2 anos após ocupação, Alemão vira cenário de novela e de turismo

Conjunto de 15 favelas passa por processo de urbanização; só do PAC são R$ 911 milhões em obras e serviços básicos

HELOISA ARUTH STURM / RIO, O Estado de S.Paulo

02 de dezembro de 2012 | 02h02

Pedro (nome fictício), de 12 anos, lembra bem do dia 26 de novembro de 2010, quando 1,5 mil agentes de segurança avançaram em direção ao morro onde mora para iniciar a ocupação do Complexo do Alemão. "Fiquei apavorado", conta. Um dia antes, militares do Exército, da Marinha e policiais civis, militares e federais já haviam retomado o território da Vila Cruzeiro, favela vizinha.
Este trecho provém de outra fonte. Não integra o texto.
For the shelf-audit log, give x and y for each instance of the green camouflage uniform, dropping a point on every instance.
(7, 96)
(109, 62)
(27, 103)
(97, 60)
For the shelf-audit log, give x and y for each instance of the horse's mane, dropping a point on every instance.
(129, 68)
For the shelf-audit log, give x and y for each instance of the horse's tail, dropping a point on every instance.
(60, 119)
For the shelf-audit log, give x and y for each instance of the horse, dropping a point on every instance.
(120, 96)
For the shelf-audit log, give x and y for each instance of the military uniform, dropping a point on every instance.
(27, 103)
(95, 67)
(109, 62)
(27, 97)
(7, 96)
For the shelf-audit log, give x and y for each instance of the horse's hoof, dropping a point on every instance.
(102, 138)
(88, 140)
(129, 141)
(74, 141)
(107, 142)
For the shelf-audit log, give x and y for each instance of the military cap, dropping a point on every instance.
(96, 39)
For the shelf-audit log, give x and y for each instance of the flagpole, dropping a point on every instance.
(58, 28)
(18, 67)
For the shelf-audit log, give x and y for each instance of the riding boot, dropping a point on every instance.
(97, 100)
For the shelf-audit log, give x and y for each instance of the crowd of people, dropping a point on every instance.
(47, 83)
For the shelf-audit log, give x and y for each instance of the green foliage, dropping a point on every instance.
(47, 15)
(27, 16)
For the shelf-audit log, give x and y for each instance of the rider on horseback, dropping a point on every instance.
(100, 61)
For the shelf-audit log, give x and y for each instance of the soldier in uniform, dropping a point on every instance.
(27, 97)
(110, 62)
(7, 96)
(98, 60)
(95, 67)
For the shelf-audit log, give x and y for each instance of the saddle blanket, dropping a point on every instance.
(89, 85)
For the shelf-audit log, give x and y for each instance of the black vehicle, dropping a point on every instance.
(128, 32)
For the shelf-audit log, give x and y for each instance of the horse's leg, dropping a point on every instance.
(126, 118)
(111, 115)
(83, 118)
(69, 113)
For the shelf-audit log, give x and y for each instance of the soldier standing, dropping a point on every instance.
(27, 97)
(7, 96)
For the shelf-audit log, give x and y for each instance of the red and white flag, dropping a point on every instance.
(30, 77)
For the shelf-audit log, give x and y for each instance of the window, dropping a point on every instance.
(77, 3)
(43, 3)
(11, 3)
Pedro estava preocupado com o primo, traficante que fugiu da favela durante a operação policial. "Minha mãe falava para ele sair dessa vida, mas não adiantava. A gente se reunia em casa e ficava orando", diz o adolescente. Desde então, muita coisa mudou nesse conjunto de 15 favelas da zona norte do Rio.
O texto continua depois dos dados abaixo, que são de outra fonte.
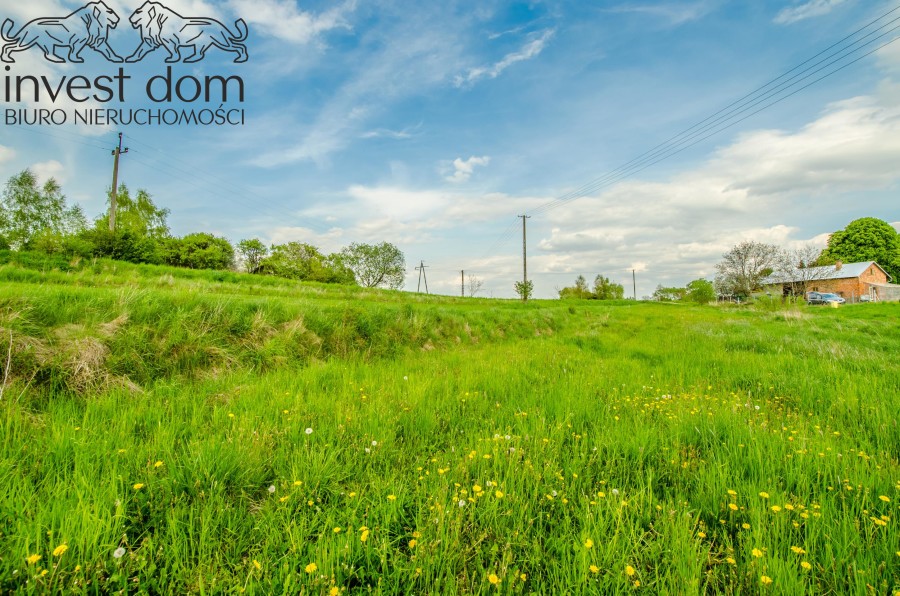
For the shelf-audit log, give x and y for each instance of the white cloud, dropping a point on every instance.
(464, 169)
(530, 50)
(807, 10)
(282, 18)
(674, 13)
Atualmente, a área passa por um intenso processo de urbanização. Os governos federal, estadual e municipal estão investindo R$ 911 milhões do Programa de Aceleração do Crescimento (PAC) em obras e serviços básicos de saneamento, saúde e educação para a população de 60 mil moradores. O lugar, que já foi quartel-general do Comando Vermelho e um dos pontos mais violentos da cidade, agora serve de cenário para a novela Salve Jorge, da Rede Globo, e atrai turistas.

Pedro acompanhou a reportagem pelas vielas do ponto mais alto do Morro do Alemão. Ele contou como era a área do Campinho antes das obras. "Aqui era cheio de lama e tudo escuro." O local foi pavimentado e iluminado. Recebeu um dos 2 mil novos postes e agora se integra aos 30 km de ruas abertas desde que começaram as obras de infraestrutura.

Turismo. O carioca Luis Sérgio da Silva levou um grupo de Ribeirão Preto para passear ali. "Quem vem de São Paulo faz o turismo clichê. Mas o Rio não é só praia", afirma Silva. O bondinho que liga as partes alta e baixa custa R$ 1. Outro grupo de turistas também aprovou o passeio. "É uma opção de ver com segurança quase que uma parte inteira do Rio e o melhor é que não custa quase nada", diz o francês Christophe Maciejewski, que levou a mulher, brasileira, o pai e a irmã.